Mitologia dos Orixás é a maior coletânea de mitos de divindades africanas e afro-americanas, já produzida. O livro é fruto de uma longa e competente consulta bibliográfica no Brasil e em outros países aliada a uma acurada pesquisa de campo, ambas baseadas numa verdadeira teia de informações que o autor cuidadosamente refaz em notas que acompanham cada mito. Porém, mais que uma bela obra científica, trata-se de uma obra científica bela, fruto da sensibilidade de um exíguo conhecedor e entusiasta das religiões de origem africana como é Reginaldo Prandi.
Os trezentos e um mitos reunidos e recontados apresentam as venturas e desventuras dos orixás mais cultuados nos países da diáspora negra e também daqueles cujo culto foi quase extinto, permanecendo às vezes, somente na memória de seus velhos sacerdotes, como Agenor Miranda Rocha. O professor Agenor, com 94 anos de idade, considerado o decano da religião dos orixás no Brasil, foi o primeiro sacerdote a registrar mitos por escrito em 1928. Aquele caderno pessoal foi publicado em 1999 [Caminhos de Odu: Os Odus do jogo de búzios, com seus caminhos, ebós, mitos e significados, conforme ensinamentos escritos por Agenor Miranda Rocha em 1928 e por ele mesmo revistos em 1998. Organizado por Reginaldo Prandi, com ilustrações de Pedro Rafael (Rio de Janeiro, Pallas, 1999)].
Essas narrativas falam muito dos rituais e do modo de ser e de viver dos filhos-de-santo do candomblé. Os mitos estruturam a religião dos orixás. Seus adeptos seriam descendentes das divindades e os contos, por sua vez, seriam fragmentos da própria história de vida desses filhos-de-santo. História essa que se repetiria ciclicamente, conforme o mito, que vem sendo contado de geração para geração desde um tempo imemorial.
A tarefa que Reginaldo Prandi colocou para si foi fazer de Mitologia dos Orixás um conjunto rico e harmonioso. Teve êxito.

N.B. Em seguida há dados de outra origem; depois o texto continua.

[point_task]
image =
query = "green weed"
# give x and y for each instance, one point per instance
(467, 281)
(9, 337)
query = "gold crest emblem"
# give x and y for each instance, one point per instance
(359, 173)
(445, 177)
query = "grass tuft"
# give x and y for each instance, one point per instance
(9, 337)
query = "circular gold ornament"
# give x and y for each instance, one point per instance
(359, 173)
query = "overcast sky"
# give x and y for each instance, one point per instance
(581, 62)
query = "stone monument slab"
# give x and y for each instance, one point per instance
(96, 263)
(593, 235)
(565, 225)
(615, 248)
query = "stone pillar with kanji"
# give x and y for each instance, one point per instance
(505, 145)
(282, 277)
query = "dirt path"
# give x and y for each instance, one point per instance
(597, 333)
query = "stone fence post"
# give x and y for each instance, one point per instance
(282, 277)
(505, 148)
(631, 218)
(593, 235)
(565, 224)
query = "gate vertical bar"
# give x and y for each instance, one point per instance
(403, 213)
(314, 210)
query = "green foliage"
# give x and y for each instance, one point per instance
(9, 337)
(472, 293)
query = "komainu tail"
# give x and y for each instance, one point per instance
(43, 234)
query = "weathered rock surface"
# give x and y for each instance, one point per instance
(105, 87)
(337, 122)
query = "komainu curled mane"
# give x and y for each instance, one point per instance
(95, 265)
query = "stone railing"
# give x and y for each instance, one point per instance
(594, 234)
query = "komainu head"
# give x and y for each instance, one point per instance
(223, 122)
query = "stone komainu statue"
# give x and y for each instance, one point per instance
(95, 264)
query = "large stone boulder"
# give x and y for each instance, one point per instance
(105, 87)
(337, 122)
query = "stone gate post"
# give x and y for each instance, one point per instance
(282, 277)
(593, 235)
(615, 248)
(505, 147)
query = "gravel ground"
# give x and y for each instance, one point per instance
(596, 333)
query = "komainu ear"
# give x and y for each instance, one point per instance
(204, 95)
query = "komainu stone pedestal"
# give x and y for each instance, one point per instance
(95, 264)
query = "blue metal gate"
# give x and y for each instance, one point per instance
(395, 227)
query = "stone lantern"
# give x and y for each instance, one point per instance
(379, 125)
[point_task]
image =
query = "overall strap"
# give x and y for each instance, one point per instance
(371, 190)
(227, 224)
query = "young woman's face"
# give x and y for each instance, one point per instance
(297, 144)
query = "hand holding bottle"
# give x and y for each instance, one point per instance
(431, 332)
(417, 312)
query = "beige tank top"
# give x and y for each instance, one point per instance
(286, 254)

Diante da enorme diversidade de fontes, o autor logrou forjar um padrão de linguagem - segundo ele inspirado no modo dos poemas oraculares dos babalaôs africanos - que confere ao texto vivacidade e clareza.
Fotos e ilustrações, por sua vez, são cúmplices do texto na apresentação das faces dos deuses africanos. As fotografias foram feitas por admiradores e pesquisadores do candomblé, sobretudo o próprio Prandi, e as gravuras são do artista Pedro Rafael. Os retratos mostram os orixás no corpo de seus filhos em transe, com suas ferramentas, roupas, colares e gestos, de modo que mito e rito "conversam" harmoniosamente, mesmo sob os olhos do leitor menos familiarizado com o repertório ritual das religiões de origem africana.
Já as ilustrações acompanham todo o texto pontuando-o com precisão e beleza, sobretudo aquelas que abrem os capítulos. Um trabalho de grande sensibilidade que mais do que ilustrar, e o faz primorosamente, estabelece uma conexão profunda com o texto muitas vezes imperceptível num primeiro olhar.
Mitologia dos Orixás, enfim, é uma obra de grande valor literário. Referência para os pesquisadores das religiões de origem africana e para seus adeptos. Pode-se desde já vislumbrar sua influência sobre pesquisadores, simpatizantes e o povo-de-santo. Essa religião de tradição oral, que cada vez mais se apropria da palavra escrita universal, dispõe agora de uma belíssima fonte da qual todos nós podemos beber.